How And Where To Plant Vegetables
Unless your garden spot is covered with at least a thin layer of topsoil containing humus, it is worth postponing your plantings for a year and devoting your time to making compost and creating soil with it. But once you have soil, and the season for planting approaches, you should have two things ready: the seed and a complete plan of where you expect to plant it.
It pays to get good seed. Get, catalog’s, from reputable nurseries and choose the items you want. Whenever you can, choose varieties recommended for home use, not for commercial use. Most of the best-flavored varieties do not ship well. If you think you dont like” certain vegetables, it may be that you have never tasted them fresh. Some vegetables deteriorate with alarming rapidity, once they are picked. So try planting a few vegetables you think you dont like.

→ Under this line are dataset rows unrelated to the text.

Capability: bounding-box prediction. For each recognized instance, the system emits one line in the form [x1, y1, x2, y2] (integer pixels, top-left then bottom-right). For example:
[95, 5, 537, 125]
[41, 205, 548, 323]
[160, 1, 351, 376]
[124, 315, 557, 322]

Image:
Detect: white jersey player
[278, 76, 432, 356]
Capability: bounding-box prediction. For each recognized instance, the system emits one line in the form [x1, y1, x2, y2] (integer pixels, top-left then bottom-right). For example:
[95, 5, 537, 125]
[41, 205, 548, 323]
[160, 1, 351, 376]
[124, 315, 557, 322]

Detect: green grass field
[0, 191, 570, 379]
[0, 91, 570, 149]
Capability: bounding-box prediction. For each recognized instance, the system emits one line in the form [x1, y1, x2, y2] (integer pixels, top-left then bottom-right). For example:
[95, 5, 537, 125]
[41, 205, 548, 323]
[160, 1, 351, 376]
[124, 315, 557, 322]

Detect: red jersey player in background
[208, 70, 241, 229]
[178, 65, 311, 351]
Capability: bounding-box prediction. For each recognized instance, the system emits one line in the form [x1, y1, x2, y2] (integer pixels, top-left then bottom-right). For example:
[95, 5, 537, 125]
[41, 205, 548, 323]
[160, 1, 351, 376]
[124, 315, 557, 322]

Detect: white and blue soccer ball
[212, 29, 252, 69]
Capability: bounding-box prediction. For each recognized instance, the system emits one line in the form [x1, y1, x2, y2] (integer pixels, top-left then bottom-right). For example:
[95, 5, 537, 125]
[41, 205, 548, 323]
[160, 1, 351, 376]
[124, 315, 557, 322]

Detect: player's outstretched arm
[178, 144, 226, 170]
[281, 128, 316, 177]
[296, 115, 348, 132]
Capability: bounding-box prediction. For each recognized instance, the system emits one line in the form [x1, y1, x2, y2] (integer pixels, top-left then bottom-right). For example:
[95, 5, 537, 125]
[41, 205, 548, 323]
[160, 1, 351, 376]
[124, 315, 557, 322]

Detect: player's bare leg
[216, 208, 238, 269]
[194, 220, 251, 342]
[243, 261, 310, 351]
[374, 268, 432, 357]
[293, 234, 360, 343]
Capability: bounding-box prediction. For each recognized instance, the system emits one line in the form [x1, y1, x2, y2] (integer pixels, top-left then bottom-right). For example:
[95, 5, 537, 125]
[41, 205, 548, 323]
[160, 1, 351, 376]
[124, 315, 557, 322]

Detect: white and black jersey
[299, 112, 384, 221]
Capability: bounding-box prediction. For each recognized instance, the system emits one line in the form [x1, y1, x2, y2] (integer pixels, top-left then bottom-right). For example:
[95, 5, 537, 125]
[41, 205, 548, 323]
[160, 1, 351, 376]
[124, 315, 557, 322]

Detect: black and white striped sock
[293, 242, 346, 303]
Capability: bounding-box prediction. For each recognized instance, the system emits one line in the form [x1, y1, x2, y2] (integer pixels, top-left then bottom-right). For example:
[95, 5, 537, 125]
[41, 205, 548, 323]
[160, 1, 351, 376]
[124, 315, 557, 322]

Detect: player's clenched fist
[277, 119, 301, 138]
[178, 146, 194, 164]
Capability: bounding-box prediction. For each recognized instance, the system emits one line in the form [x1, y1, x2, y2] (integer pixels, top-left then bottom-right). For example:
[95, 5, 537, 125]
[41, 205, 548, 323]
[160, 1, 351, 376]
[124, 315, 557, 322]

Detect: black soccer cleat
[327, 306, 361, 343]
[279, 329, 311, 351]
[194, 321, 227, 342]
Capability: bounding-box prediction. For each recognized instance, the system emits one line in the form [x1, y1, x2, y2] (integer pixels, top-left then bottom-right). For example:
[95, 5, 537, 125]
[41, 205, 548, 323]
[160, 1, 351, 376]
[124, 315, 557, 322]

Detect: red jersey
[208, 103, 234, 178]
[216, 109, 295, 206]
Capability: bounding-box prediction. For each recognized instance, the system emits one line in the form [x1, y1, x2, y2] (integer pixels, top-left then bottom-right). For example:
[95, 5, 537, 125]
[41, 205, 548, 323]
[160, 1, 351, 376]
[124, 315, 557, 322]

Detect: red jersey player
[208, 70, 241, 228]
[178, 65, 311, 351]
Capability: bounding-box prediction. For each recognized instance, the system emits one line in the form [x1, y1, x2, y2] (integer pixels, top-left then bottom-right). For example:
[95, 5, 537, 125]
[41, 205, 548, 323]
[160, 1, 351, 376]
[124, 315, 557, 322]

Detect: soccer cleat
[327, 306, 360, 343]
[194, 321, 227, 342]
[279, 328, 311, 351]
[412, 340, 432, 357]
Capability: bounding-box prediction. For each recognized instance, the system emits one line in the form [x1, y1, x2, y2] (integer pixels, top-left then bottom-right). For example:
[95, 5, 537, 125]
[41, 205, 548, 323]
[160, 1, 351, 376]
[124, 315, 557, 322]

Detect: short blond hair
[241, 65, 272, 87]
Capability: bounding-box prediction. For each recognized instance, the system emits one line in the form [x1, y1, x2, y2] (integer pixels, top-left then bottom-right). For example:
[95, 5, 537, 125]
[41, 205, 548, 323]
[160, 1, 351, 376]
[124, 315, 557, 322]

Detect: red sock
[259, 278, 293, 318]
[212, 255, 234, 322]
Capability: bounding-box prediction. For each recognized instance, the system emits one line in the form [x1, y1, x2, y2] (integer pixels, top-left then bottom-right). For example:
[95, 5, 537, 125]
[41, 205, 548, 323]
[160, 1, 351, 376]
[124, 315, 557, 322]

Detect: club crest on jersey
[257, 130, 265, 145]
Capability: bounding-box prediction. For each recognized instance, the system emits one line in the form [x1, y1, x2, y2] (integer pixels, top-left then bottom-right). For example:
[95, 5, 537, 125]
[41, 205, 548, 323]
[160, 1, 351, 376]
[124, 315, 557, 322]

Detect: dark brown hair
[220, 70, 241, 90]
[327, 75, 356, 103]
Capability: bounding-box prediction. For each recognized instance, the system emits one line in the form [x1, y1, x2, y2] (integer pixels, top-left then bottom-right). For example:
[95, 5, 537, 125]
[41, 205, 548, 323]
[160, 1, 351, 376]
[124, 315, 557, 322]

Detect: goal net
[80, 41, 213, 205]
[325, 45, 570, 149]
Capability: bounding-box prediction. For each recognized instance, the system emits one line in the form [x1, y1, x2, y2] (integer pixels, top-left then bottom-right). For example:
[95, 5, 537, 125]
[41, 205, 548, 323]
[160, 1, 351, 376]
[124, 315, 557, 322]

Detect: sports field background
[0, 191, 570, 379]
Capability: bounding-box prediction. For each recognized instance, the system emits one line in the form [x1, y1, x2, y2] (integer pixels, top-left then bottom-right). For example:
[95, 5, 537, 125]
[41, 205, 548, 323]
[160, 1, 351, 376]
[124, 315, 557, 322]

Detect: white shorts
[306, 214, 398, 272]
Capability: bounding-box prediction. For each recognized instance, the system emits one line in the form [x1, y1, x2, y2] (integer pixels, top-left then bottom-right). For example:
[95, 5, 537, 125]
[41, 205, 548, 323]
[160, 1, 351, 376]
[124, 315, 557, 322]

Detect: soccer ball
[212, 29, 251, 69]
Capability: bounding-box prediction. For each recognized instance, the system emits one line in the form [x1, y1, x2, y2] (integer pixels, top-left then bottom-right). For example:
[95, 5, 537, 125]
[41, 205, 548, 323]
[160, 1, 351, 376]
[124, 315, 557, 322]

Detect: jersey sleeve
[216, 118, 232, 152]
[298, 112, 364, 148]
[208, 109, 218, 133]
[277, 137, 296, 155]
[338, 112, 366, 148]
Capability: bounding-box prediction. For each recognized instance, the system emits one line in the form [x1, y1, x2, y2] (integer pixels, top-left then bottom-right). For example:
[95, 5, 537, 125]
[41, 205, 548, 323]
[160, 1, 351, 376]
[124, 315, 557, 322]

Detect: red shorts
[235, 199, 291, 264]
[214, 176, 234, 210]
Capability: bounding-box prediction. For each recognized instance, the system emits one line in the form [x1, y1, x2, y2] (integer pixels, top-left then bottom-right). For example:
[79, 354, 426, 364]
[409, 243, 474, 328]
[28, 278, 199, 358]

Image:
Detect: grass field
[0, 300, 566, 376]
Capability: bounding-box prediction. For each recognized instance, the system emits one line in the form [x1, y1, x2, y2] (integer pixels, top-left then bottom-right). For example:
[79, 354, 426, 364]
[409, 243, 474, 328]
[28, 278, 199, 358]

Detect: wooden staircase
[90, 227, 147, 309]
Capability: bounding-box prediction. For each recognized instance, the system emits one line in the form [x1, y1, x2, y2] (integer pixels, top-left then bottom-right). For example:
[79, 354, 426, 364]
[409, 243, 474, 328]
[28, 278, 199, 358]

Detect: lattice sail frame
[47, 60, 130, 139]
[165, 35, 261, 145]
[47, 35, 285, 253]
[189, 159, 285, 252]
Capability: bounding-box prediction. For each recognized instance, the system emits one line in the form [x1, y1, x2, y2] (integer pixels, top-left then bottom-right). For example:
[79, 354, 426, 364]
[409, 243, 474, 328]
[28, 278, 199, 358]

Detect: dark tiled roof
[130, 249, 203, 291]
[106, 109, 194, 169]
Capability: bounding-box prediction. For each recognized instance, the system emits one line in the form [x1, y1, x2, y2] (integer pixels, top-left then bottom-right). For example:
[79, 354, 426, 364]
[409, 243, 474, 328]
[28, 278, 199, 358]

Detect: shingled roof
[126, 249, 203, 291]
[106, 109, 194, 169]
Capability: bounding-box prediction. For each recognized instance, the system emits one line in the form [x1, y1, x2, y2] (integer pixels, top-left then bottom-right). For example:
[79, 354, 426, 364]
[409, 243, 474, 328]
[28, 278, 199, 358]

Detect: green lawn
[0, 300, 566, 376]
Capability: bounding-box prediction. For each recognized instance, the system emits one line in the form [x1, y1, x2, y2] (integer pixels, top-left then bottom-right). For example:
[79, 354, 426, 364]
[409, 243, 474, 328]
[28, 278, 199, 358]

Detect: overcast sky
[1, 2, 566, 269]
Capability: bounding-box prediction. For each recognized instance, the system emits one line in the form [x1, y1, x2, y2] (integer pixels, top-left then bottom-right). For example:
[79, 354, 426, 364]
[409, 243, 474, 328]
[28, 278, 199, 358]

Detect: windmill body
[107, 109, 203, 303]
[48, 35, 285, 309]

Now make a diagram of your future garden. Vegetables are normally planted in straight rows. If your garden slopes be sure the rows do not follow the direction of the slope. If they do, hard rains will wash away your valuable topsoil. Also, if it slopes south, plant your tall things, like corn and pole-beans along the northern edge of the garden. where they will not cut off valuable sunlight from the little fellows, such as lettuce or carrots.
How wide apart should your rows be? Some vegetables like tomato require more space than others, either because they shade more ground or leave less room for the gardener when he cultivates between rows, or have bigger appetites and should not be forced to compete for food in nearby soil with other vegetables planted too close to them.
How much of each vegetable should you plant? That depends, of course, on how much you want to produce. That obviously depends on the size of your household, on its members tastes, and even on their tuckaway! And if you want to can or freeze a part of your produce you need heavier plantings. If you have plenty of space, err on the heavy side with one proviso: dont use up all your available space in first plantings or have a container garden. Some vegetables can be planted every two weeks in early summer, so long as the last planting has time to “make” before frost.
When planting time draws near, you have a decision to make. You can wait for a date that local gardeners consider safe from frost, remembering that some vegetables are hardier than others. Or you can gamble and plant a week or ten days ahead of safety: you may get away with it and enjoy eating fresh vegetables earlier. You will not have lost much in either seed or labor. You can also spend a little extra and buy plants that have already been started by a local nursery, instead of planting seed. Or you can start them yourself by building simple hotbeds and coldframes.
You cannot plant if your garden is too wet. The soil should be moist and crumbly, not muddy, when you put your seed to bed. When the plants come up, do your “thinning” promptly. In the case of some plants, such as lettuce, you can do this by stages. If your directions call for six-inch spacing, leave a plant every two or three inches. Then, when the plants you have left begin to crowd each other, you can eat every other immature lettuce and still reach your six inch goal. The same goes for baby beets and carrots. The flavor and food value of immature vegetables amply repay the extra trouble of picking and preparing smaller units.